W.K. Dickson Co. has made a strong case for Elkin owning, operating and maintaining the Ronda water system, or at least operating and maintaining the system under an inter-governmental agreement.

The Charlotte-based engineering firm explains why this should occur in a 68-page report on the company’s feasibility study on merging the two water systems, funded with a $50,000 state grant.

Except for buying water from some other system, Ronda’s only water source now is single well with decreasing productivity. One of the town’s two water storage tanks needs significant refurbishment or should be replaced.

The Ronda water system has fewer than 400 customers, with little likelihood of significant growth.

The report cited Ronda’s difficulty hiring and keeping certified staff to operate and maintain the water system.

Ronda has had problems collecting water bills.

In April, issues with the Ronda water system’s financial records were cited as a reason for the town’s 2017-18 audit not yet being completed.
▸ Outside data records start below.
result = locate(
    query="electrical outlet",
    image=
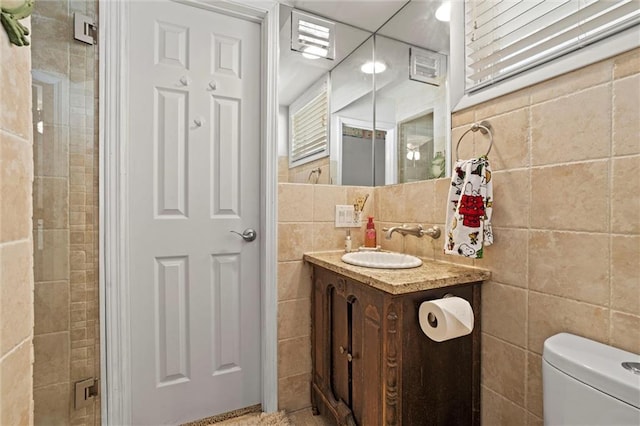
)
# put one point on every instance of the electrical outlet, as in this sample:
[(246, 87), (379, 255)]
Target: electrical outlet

The report said Ronda is at risk of being taken over by the N.C. Local Government Commission for failure to submit audit reports for several years. This takeover would include the Ronda water system.

The Ronda water system is on a state list of non-viable water systems. Despite the undesirability of this designation, it makes up to $3 million available as a grant from the state for improvements to the Ronda and Elkin water systems if Elkin assumes ownership of the Ronda system.

State funding policies support such mergers because of their resulting economies of scale and other efficiencies.

Elkin has infrastructure for providing Ronda the water it needs as a result of Ronda already buying more than half of its water from Elkin.

The W.K. Dickson Co. report indicates that the economic development potential of the Ronda area, especially near U.S. 421, will remain unrealized if the Ronda water system is not combined with a larger system.

Elkin is in the best position to make this happen. There’s reason to expect Wilkesboro or North Wilkesboro to extend their water lines to Ronda.

The report says Ronda water customers can expect their water rates to keep rising if the Ronda water system isn’t merged with the Elkin system.

Other municipalities in Wilkes County have demonstrated how hard it can be to give up control, even when it’s clearly the way to produce the best outcome.

Ronda officials should consider this as they ponder the proposed merger of the Ronda and Elkin water systems.